02. Epidemiology and natural history
E. Kellen 1, P. Martens 1, E. Vandemaele 1, E. Van Limbergenn 1.
1Center of Cancer Prevention (Belgium)

Background / Objectives

In June 2013, the Flemish cervical cancer screening program started. Before 2013, screening was essentially opportunistic. A efficient call recall system was set up, only inviting women who are not adequately screened. The screening program motivates eligible women 25-64 y to be screened every three years, by means of a PAP smear.  


Methods

The Belgian Cancer registry collects the test results of all cervical samples in a central cyto-histopathological registry and retrieves from the IMA/AIM reimbursement data of clinical acts which are relevant for the detection, monitoring and treatment of cervical cancer. Hence, the Cancer registry compiles an exclusion list that consists of all women for which a screening examination is not required for the next invitation round. Hence, the Centre of Cancer screening will exclusively invite women who are eligible for screening.


Results

The program faces several challenges:

Coverage remains stable around 63%. 37% women are never or rarely screened. Research into the socio-demographic characteristics of non-responders demonstrated an significant social gradient. Furthermore, Eastern Europe migrant women are under screened. Targeting disadvantaged and migrant women will be necessary to reduce inequity. Currently, qualitative research among women from low socio-economic status, is conducted to explore barriers to screening.
Post-menopausal women do not seem to be aware of their risk of cervical risk. After 55y coverage drops to 50%.

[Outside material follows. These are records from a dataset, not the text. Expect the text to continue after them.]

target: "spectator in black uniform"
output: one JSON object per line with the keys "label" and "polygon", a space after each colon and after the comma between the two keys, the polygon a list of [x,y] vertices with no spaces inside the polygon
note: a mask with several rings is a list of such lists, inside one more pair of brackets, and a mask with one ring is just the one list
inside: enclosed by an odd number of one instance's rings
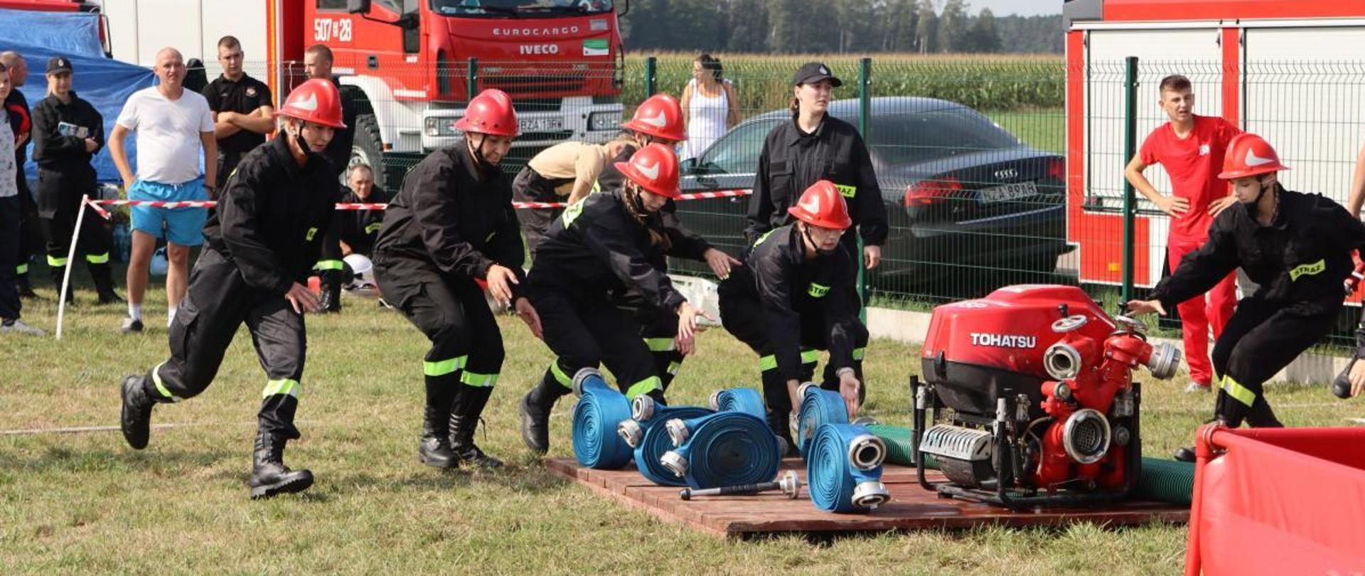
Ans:
{"label": "spectator in black uniform", "polygon": [[839,237],[853,225],[838,188],[819,180],[788,209],[794,222],[759,236],[747,266],[721,284],[721,322],[759,354],[768,427],[794,449],[790,414],[801,382],[830,351],[820,386],[844,396],[849,419],[865,394],[867,326],[859,318],[857,262]]}
{"label": "spectator in black uniform", "polygon": [[274,130],[270,87],[242,70],[242,42],[232,35],[218,38],[218,64],[222,75],[203,87],[203,98],[213,111],[213,136],[218,139],[218,173],[216,191],[251,149],[265,142]]}
{"label": "spectator in black uniform", "polygon": [[42,224],[38,221],[38,203],[29,190],[29,176],[23,173],[23,164],[29,160],[29,143],[33,142],[33,115],[29,111],[29,101],[19,90],[29,79],[29,63],[18,52],[7,51],[0,52],[0,64],[10,71],[10,96],[4,98],[4,108],[10,112],[10,131],[15,136],[14,160],[19,167],[15,171],[20,210],[15,284],[20,298],[38,298],[33,292],[33,283],[29,281],[29,262],[42,250]]}
{"label": "spectator in black uniform", "polygon": [[[337,177],[340,179],[341,175],[347,173],[347,167],[351,164],[351,143],[355,141],[355,102],[351,97],[352,93],[351,90],[341,90],[341,85],[332,78],[330,48],[322,44],[308,46],[308,49],[303,53],[303,68],[308,72],[308,78],[332,82],[332,85],[337,87],[337,93],[341,94],[341,120],[345,123],[345,128],[336,131],[336,136],[332,138],[332,142],[328,143],[328,149],[324,152],[328,160],[332,161],[332,168],[337,171]],[[370,180],[374,182],[373,172],[370,172]],[[352,220],[349,216],[373,218],[375,222],[384,220],[384,213],[374,210],[369,213],[360,212],[359,214],[343,214],[339,217],[339,221]],[[322,259],[319,259],[315,266],[318,280],[321,280],[322,313],[341,311],[341,287],[351,281],[351,278],[347,277],[345,266],[343,263],[343,258],[347,254],[349,253],[341,250],[336,237],[329,236],[328,239],[324,239]]]}
{"label": "spectator in black uniform", "polygon": [[146,448],[153,405],[203,392],[246,323],[269,378],[251,457],[253,500],[313,486],[313,472],[284,465],[284,446],[299,438],[293,415],[307,347],[303,314],[318,306],[304,283],[336,213],[339,187],[321,154],[341,126],[336,87],[304,82],[280,116],[278,138],[242,158],[209,214],[207,246],[171,323],[171,358],[123,379],[120,416],[128,445]]}
{"label": "spectator in black uniform", "polygon": [[581,369],[606,367],[627,397],[663,401],[663,385],[636,317],[617,307],[614,293],[632,289],[651,307],[674,315],[670,337],[692,351],[696,317],[655,265],[669,248],[659,222],[665,201],[678,195],[673,150],[648,145],[616,167],[628,179],[620,190],[591,194],[550,224],[535,251],[526,292],[541,314],[545,343],[558,356],[541,384],[521,399],[521,440],[543,453],[550,446],[550,411]]}
{"label": "spectator in black uniform", "polygon": [[385,300],[431,340],[422,363],[426,411],[418,461],[495,468],[502,461],[474,444],[474,430],[505,352],[476,280],[541,336],[536,311],[517,289],[526,247],[511,183],[498,168],[519,131],[512,98],[483,90],[456,128],[464,138],[423,158],[389,202],[374,247],[374,277]]}
{"label": "spectator in black uniform", "polygon": [[857,231],[844,235],[844,246],[857,255],[860,235],[861,257],[871,270],[882,261],[886,243],[886,203],[863,136],[827,113],[831,90],[842,85],[818,61],[803,64],[792,76],[792,121],[778,124],[763,141],[744,233],[752,244],[764,232],[790,224],[788,207],[801,191],[816,180],[830,180],[849,203]]}
{"label": "spectator in black uniform", "polygon": [[[1204,246],[1185,255],[1151,299],[1127,303],[1132,314],[1166,315],[1238,268],[1256,283],[1213,343],[1213,418],[1228,427],[1283,426],[1265,400],[1265,381],[1332,329],[1351,251],[1365,248],[1360,220],[1320,194],[1284,190],[1284,169],[1261,136],[1234,136],[1218,177],[1233,182],[1238,205],[1213,218]],[[1181,448],[1175,457],[1193,461],[1194,452]]]}
{"label": "spectator in black uniform", "polygon": [[[109,229],[94,209],[81,203],[81,197],[97,195],[90,160],[104,147],[104,116],[71,90],[71,61],[66,57],[48,60],[48,97],[33,108],[33,161],[38,164],[38,214],[48,237],[52,283],[60,289],[70,265],[67,255],[76,216],[85,210],[76,251],[85,254],[100,303],[123,303],[123,298],[113,292],[109,270]],[[71,292],[67,298],[72,298]]]}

The relationship between disability status and screening is currently under investigation.
25% of women with screen-detected abnormalities do not receive adequate follow up. A fail safe system will be set up.
Since 2010, the Flemish government has offered free HPV vaccinations to all girls in the first year of secondary education. About 82% of girls aged 13 are  being vaccinated. In 2022, cohorts of young vaccinated women will enter the target population for screenin


Conclusion

- Targetting never of rarely screened women remains a priority.

- Changes in screening strategy (screening test, screening interval) may be necessary once women who were offered HPV vaccination, will reach the age of 25y.